Oltre allo styling, dunque, le calze sembrano essere tornate a richiedere le attenzioni di critici e commentatori sia come entry-level product che come elemento di styling che inizia a prevalere sulle scarpe stesse. Ma le sock shoes? Inutile dire che, come tutti i prodotti diventati virali e dunque legati a una determinata epoca, negli ultimi anni la vista di una sock sneaker faceva tornare in mente il boom dello streetwear e delle ugly shoes dell’ormai lontanissimo 2017 e parevano dunque poco al corrente.
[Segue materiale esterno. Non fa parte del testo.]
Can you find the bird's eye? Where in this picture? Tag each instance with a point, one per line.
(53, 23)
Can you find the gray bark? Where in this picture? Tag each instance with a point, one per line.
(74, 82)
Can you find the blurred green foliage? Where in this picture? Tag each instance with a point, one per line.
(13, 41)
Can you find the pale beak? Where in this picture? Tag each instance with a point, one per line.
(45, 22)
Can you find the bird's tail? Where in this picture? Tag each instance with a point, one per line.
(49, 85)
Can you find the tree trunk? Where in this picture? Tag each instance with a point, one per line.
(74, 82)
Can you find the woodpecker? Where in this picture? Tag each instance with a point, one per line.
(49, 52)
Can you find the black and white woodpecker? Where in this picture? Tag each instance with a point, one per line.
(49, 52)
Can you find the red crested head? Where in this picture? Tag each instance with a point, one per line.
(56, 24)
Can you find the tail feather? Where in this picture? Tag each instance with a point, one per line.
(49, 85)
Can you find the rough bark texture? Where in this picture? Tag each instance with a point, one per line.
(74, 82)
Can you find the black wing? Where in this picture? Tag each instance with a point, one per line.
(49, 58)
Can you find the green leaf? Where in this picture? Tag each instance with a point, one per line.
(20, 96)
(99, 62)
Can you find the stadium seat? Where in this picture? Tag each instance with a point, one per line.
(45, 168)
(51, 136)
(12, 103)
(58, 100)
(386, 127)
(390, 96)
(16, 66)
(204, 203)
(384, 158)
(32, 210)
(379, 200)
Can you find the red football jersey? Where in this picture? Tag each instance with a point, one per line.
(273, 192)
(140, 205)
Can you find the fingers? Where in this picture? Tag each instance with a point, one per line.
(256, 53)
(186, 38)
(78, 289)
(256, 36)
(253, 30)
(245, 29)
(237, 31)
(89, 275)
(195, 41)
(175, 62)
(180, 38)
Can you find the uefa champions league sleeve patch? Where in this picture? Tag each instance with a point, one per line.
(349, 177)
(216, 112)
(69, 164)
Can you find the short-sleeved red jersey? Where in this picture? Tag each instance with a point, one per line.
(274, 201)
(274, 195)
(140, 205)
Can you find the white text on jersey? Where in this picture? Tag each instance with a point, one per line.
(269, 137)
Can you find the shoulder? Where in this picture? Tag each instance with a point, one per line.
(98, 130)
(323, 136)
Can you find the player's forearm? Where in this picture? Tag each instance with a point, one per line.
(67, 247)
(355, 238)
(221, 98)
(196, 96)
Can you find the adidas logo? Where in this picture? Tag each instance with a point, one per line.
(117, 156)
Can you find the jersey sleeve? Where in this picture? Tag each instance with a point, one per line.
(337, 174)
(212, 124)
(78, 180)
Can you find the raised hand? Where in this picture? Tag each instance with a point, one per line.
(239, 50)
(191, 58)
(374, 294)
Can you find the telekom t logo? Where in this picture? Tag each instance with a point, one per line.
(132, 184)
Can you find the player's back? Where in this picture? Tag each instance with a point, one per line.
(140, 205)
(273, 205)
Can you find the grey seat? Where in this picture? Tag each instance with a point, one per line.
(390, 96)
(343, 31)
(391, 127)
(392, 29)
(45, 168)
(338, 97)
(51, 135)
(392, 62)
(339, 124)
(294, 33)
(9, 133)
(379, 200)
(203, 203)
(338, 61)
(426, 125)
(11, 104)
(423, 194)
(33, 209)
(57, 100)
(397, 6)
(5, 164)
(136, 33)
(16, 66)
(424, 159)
Ed è notevole infatti che la sock shoe non sia proprio tornata nella sua forma originale: se quella di Demna era più simile a una muta da sub, tutte le sock shoe viste nelle ultime stagioni della moda si sforzavano particolarmente di simulare l’apparenza di una calza di lana a coste o comunque di una struttura “a maglia” – nel caso di Simone Rocha c’erano anche dettagli romantici come i cristalli che ne esaltavano la naturaa di prodotto “organico” opposta all’aspetto sintetico e futuristico di quelle originali di Demna. Paradossalmente, però, le sock shoes virali di Brave Pudding erano nate proprio perché l’abbiente fondatrice non sapeva come e quando usare le calze di lusso che aveva già comprato – il che dice qualcosa su cosa pensino i ricchi di questo tipo di scarpe (come tutti, pensano che quelle di Uniqlo o Muji vadano benissimo a prescindere dalla RAL e con l’unica eccezione di quelle in cashmere, comunque comprate spesso fuori da una boutique di lusso) ma soprattutto del tipo di opulenta noncuranza a cui aspirano i clienti del lusso oggi. Per dirla in breve: vorrebbero che il mondo intero fosse il loro salotto di casa.